Search code examples
phphtmlapachelang

Convert en_US to to en-US


I'm writing a PHP application that supports multiple languages.

When setting the locale in PHP, I am required to provide a value defined in, what I believe to be, RFC 1766 / ISO 639, according to the setlocale documentation.

setlocale( LC_ALL, 'en_US' );
var_dump( setlocale( LC_MESSAGES, '0' ) );
// string(5) "en_US"

When using this locale to describe the HTML lang attribute, validation fails because it is not formatted to RFC 5646. The RFC 5646 value for this language is actually en-US (note the use of a hyphen instead of an underscore).

Using this value in PHP's setlocale function, as above, results in the following output:

string(1) "C"

I have no idea why it is returning a value of C, but I presume it is because the locale provided was incorrectly formatted. C being the original server default, which is described as ASCII (thanks to @Cheery for the reference).

So, I'm wondering what I should do about that. I could, feasibly, use PHP's str_replace function to switch - to _ before outputting the lang attribute, like so:

<?php setlocale( 'en_US' ); ?>
<!doctype html>
<html lang="<?= str_replace( '_', '-', setlocale(LC_MESSAGES, '0') ); ?>">
...

But, I'm concerned that there may be other differences between the two language specifications that could yield an unexpected problem down the road.
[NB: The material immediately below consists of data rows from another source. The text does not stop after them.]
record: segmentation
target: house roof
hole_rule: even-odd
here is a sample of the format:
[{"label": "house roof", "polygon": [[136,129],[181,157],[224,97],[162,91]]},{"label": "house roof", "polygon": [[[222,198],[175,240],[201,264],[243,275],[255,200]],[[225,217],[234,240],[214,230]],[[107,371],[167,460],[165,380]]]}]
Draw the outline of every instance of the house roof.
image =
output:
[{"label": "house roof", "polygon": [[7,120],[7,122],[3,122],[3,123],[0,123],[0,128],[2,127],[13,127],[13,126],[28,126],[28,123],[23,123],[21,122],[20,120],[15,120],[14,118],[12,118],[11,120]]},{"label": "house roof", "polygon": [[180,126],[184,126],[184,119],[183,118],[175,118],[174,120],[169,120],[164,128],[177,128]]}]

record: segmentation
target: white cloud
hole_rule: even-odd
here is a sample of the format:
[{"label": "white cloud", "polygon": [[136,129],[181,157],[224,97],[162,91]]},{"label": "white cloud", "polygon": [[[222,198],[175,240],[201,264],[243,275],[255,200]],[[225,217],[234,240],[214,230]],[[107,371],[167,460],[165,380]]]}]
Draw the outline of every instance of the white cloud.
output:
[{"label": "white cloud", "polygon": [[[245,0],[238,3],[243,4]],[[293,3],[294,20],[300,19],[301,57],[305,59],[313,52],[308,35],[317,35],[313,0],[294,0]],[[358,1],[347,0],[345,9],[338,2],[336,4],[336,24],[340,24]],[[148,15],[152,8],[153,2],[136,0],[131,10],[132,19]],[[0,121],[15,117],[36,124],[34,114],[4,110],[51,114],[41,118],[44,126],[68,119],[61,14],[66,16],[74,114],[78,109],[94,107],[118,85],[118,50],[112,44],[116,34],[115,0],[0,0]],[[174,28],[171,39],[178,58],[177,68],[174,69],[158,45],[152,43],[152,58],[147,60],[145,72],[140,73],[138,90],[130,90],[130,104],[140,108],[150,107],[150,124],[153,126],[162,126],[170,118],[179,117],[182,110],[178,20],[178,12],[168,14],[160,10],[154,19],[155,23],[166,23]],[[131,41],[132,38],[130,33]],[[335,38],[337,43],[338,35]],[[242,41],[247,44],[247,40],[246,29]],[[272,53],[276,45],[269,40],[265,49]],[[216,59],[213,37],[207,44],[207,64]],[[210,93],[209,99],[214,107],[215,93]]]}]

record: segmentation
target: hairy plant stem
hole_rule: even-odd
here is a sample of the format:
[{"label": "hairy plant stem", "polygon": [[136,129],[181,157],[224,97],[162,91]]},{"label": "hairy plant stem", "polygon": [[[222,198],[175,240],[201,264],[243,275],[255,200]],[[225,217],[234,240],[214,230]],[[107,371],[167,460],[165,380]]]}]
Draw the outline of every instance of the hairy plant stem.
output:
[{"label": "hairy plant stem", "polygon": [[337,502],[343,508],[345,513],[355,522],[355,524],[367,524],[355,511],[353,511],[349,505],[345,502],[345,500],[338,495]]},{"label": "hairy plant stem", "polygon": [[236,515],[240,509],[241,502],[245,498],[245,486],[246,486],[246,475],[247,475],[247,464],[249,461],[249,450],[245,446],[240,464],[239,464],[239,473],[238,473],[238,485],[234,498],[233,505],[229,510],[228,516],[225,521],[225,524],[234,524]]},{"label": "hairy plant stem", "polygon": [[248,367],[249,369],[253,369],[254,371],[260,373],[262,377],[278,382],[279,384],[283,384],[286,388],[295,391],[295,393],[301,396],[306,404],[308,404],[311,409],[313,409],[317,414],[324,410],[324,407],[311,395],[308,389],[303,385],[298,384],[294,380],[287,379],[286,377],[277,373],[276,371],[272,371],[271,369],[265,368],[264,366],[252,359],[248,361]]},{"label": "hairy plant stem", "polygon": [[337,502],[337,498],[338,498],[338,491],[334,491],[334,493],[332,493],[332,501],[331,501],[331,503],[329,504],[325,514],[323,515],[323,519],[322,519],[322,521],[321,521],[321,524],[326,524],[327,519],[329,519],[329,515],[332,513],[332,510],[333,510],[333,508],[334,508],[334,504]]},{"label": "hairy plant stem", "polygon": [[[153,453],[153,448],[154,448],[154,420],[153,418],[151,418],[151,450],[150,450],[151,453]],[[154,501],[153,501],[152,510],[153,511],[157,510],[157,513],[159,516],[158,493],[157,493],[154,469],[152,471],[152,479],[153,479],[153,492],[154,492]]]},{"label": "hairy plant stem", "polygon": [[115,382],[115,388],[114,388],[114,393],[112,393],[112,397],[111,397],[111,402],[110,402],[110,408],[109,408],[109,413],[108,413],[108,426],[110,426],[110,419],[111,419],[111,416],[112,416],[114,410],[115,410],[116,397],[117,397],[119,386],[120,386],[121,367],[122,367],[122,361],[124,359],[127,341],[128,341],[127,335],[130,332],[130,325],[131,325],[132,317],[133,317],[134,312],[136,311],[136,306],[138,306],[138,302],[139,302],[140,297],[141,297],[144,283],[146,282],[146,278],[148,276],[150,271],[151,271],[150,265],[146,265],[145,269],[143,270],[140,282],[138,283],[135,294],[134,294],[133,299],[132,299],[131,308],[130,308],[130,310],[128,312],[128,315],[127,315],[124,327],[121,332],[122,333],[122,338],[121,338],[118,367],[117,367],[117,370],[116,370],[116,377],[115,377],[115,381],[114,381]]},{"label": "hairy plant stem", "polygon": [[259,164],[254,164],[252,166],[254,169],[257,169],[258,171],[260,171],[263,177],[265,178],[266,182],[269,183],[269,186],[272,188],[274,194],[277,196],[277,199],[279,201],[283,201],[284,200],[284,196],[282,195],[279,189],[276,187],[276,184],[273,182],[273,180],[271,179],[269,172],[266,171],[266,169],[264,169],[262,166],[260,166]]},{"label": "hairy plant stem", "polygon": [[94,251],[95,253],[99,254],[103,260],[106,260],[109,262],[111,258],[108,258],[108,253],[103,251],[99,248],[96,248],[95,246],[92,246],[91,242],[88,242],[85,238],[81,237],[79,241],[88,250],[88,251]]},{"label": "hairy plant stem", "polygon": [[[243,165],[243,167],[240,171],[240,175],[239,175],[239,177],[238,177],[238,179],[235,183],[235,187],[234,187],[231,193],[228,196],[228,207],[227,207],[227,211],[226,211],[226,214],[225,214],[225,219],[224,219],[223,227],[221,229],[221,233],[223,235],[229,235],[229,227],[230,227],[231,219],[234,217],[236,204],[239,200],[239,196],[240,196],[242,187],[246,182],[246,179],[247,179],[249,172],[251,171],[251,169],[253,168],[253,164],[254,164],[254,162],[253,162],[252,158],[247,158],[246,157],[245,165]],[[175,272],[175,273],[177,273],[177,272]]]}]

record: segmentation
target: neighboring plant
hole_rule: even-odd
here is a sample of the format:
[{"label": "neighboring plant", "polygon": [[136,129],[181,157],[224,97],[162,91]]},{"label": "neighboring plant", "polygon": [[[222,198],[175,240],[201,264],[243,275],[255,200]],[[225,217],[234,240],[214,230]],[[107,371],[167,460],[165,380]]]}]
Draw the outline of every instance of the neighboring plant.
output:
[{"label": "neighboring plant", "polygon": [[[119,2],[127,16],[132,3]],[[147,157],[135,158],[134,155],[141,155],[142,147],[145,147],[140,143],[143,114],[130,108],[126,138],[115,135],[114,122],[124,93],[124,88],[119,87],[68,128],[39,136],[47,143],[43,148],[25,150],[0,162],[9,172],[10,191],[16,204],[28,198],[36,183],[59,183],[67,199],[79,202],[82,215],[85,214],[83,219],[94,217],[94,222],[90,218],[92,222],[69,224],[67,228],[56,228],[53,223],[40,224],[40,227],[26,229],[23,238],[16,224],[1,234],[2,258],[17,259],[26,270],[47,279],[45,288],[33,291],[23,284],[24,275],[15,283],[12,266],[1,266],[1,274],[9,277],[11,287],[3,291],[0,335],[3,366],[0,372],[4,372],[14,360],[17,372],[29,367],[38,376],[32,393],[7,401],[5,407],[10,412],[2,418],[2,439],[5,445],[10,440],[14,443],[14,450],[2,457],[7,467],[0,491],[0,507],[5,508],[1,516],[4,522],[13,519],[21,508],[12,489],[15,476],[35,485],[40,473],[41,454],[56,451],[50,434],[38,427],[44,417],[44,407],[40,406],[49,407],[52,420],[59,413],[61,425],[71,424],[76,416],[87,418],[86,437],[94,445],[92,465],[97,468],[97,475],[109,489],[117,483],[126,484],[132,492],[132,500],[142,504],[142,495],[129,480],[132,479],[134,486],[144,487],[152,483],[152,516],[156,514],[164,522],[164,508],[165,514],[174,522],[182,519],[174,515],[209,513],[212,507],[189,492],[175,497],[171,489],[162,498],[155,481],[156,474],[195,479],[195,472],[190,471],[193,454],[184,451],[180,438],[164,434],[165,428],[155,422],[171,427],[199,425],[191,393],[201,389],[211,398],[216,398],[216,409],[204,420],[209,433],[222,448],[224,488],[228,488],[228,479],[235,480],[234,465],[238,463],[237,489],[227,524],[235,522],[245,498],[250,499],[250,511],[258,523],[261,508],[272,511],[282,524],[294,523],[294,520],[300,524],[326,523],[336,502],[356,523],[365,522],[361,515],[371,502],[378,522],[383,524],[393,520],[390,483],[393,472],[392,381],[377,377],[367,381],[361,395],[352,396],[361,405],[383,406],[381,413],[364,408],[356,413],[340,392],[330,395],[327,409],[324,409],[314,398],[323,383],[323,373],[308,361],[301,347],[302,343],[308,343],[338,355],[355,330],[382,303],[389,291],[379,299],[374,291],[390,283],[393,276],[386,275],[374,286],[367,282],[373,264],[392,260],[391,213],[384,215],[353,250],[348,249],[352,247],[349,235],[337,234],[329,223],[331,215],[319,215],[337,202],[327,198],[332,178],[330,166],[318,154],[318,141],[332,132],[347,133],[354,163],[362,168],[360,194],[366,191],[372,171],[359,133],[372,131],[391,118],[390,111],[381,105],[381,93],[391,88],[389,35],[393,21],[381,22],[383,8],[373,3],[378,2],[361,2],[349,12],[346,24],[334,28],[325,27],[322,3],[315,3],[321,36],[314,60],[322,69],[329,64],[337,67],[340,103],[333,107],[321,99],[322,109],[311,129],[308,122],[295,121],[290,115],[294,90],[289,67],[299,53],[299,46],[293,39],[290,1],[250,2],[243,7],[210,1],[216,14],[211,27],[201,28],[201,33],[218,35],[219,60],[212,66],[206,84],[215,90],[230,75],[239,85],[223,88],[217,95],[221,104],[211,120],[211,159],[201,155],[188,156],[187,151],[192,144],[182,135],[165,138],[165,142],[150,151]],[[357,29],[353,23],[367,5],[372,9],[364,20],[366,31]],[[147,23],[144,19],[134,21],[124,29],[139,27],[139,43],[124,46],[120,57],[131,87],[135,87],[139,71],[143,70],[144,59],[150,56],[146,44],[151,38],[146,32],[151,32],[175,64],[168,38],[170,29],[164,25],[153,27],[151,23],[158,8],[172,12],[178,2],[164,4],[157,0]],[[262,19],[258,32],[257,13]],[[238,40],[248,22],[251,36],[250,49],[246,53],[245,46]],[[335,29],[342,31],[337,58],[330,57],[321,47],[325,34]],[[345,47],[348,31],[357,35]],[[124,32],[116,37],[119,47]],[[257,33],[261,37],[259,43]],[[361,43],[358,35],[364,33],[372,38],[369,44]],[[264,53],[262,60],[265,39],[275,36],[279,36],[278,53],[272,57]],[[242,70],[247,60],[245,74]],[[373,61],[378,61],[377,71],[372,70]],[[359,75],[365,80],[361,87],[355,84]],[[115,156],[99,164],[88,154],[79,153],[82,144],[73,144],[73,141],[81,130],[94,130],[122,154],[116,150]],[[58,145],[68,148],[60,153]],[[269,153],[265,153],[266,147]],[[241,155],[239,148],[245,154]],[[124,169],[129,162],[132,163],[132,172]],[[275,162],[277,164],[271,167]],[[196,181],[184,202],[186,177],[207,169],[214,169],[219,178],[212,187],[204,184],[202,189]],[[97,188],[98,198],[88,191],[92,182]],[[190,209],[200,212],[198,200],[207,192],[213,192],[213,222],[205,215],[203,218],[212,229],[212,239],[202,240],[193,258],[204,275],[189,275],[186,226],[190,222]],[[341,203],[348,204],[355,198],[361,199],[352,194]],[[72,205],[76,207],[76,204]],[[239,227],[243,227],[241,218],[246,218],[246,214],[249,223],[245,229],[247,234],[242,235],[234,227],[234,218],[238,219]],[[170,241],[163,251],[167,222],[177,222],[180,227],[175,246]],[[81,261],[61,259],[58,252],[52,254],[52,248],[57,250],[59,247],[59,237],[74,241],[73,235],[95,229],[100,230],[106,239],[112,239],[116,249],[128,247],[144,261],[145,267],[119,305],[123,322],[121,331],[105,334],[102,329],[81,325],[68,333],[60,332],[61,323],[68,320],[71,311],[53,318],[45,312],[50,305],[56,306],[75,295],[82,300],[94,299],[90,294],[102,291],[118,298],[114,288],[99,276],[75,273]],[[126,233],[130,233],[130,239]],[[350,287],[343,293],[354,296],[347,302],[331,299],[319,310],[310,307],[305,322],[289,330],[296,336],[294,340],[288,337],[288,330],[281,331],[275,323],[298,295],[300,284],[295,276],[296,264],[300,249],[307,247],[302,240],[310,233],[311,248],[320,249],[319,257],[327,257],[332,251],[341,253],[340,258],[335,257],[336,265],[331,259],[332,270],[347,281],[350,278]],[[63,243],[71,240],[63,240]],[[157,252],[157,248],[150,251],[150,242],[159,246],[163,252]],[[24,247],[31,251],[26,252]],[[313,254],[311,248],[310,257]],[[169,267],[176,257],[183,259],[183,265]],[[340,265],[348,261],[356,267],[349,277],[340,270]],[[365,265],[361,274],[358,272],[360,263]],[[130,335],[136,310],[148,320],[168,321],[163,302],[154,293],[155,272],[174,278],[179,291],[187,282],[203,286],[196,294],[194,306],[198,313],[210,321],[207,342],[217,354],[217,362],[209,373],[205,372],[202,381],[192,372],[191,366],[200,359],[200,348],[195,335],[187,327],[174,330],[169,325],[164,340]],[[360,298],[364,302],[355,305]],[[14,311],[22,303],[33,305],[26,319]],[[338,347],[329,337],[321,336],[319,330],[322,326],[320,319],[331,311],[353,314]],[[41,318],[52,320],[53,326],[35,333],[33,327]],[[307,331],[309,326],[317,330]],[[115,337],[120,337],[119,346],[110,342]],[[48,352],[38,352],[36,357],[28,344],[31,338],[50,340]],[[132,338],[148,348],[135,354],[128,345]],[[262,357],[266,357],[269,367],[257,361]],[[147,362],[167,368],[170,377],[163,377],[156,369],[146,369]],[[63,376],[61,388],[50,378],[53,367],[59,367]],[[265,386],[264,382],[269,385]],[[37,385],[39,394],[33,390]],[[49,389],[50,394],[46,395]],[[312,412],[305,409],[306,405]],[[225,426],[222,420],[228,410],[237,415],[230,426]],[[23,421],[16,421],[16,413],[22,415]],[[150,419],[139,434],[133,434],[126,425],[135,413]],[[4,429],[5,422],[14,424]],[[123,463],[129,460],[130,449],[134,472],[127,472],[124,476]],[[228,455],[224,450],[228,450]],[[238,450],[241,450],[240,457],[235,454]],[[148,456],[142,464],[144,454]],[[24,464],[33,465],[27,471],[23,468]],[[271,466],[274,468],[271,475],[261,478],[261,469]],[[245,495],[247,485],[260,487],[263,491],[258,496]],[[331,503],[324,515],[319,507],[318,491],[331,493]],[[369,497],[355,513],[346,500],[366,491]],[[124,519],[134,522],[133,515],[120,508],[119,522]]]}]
If so, is there a preferred way to translate the language codes already in PHP, or a translation class that can be used?

Bonus question, why does my server default to value of C for the locale?


Solution

  • You need to have in mind that setLocal accept many types of "locale" names like names and mixed things, for example in (from php documentation):

    $loc_de = setlocale(LC_ALL, 'de_DE@euro', 'de_DE', 'de', 'ge');
    

    You have 'de_DE@euro' which isn't a valid HTML lang code.

    So first, you need to ensure that is in the format lang_region before trying to convert it.